Many plants can fertilize themselves, but biologists in China say they’ve found one that takes things a step further. 

The orchid Holcoglossum amesianum, which tends to bloom in windless drought conditions, defies gravity to twist the male part of its flower into the female one for fertilization, the researchers say.

The orchid H. amesianum. (Courtesy LaiQiang Huang)

Flowers contain structures required for sexual reproduction. The male part, called the stamen, is capped by the anther, which bears pollen. The female part, called the pistil, includes the stigma, a sticky surface that catches pollen.

Self-pollinating plants often use sticky fluids or other methods to ensure the pollen reaches the egg. But fertilization in H. amesianum takes place without this help, the scientists found.

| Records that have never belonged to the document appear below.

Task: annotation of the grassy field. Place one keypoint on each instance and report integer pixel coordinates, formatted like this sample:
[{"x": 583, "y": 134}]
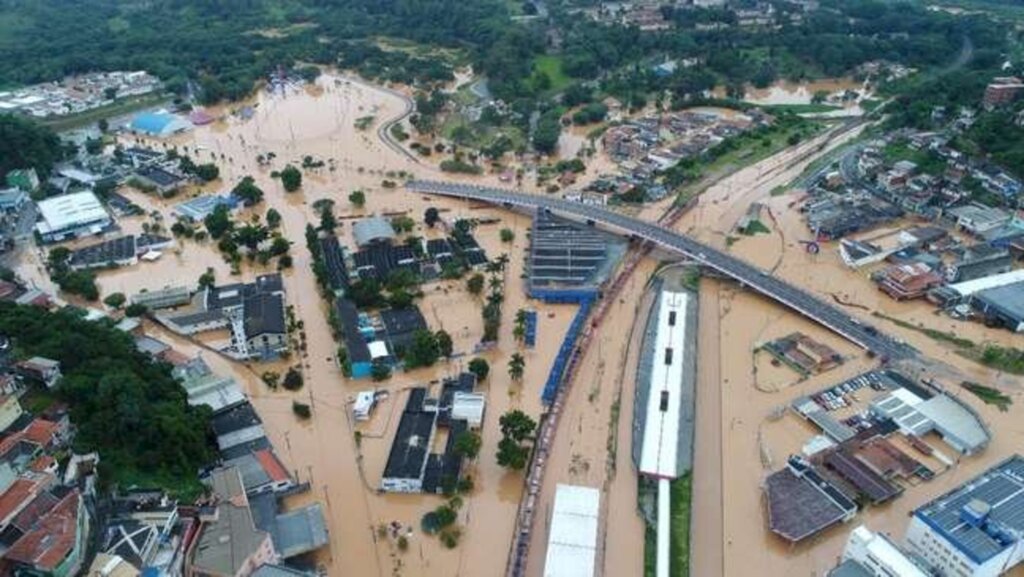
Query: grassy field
[
  {"x": 680, "y": 542},
  {"x": 117, "y": 109},
  {"x": 926, "y": 161},
  {"x": 752, "y": 152},
  {"x": 679, "y": 539},
  {"x": 552, "y": 67},
  {"x": 802, "y": 109}
]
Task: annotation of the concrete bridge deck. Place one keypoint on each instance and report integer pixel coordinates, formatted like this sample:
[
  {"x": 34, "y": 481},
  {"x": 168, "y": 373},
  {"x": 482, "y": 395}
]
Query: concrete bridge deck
[{"x": 798, "y": 299}]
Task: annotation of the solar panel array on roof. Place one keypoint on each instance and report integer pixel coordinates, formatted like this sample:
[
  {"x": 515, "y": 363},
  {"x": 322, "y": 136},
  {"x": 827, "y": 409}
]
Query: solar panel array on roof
[
  {"x": 379, "y": 260},
  {"x": 113, "y": 251},
  {"x": 565, "y": 253},
  {"x": 801, "y": 503},
  {"x": 860, "y": 477},
  {"x": 334, "y": 261}
]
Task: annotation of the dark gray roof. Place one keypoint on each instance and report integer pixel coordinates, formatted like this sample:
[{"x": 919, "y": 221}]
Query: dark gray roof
[
  {"x": 238, "y": 418},
  {"x": 334, "y": 261},
  {"x": 105, "y": 252},
  {"x": 409, "y": 451},
  {"x": 401, "y": 324},
  {"x": 1008, "y": 299},
  {"x": 280, "y": 571},
  {"x": 264, "y": 314},
  {"x": 850, "y": 568}
]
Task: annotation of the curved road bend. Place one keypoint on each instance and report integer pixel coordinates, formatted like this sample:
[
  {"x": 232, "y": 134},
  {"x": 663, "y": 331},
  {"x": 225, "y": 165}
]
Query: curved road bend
[
  {"x": 384, "y": 130},
  {"x": 796, "y": 298}
]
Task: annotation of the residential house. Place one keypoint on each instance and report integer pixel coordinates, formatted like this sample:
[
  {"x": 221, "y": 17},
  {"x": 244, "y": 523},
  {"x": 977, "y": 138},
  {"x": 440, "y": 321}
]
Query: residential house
[
  {"x": 10, "y": 411},
  {"x": 977, "y": 218},
  {"x": 262, "y": 471},
  {"x": 228, "y": 543},
  {"x": 46, "y": 371},
  {"x": 978, "y": 261},
  {"x": 55, "y": 544}
]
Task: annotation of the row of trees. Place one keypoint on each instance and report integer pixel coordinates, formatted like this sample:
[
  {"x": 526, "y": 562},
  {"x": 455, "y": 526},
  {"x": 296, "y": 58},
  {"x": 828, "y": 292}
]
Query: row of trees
[{"x": 123, "y": 404}]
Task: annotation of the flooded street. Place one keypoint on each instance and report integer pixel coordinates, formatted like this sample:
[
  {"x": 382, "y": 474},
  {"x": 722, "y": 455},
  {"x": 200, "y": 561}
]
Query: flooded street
[
  {"x": 737, "y": 443},
  {"x": 320, "y": 122}
]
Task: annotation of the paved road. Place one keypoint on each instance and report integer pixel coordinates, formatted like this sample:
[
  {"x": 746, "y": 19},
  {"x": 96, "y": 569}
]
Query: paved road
[
  {"x": 796, "y": 298},
  {"x": 384, "y": 130}
]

They studied more than 1,900 flowers of the species, which grows on tree trunks in China’s Yunnan province and flowers during the dry, windless months of February to April. 

The flowers produce no scent or nectar. The researchers said they found no cases of pollination by an insect or wind, common among other flowers. 

Instead, the anther uncovers itself and rotates into a suitable position to insert into the stigma cavity, where fertilization takes place, they reported. Such is the exclusivity of the sexual relationship, they added, that flowers do not even transfer pollen to other flowers on the same plant.

The study, by LaiQiang Huang of Tsinghua University Graduate School in Shenzhen, China, and colleagues, appears in the June 22 issue of the research journal Nature.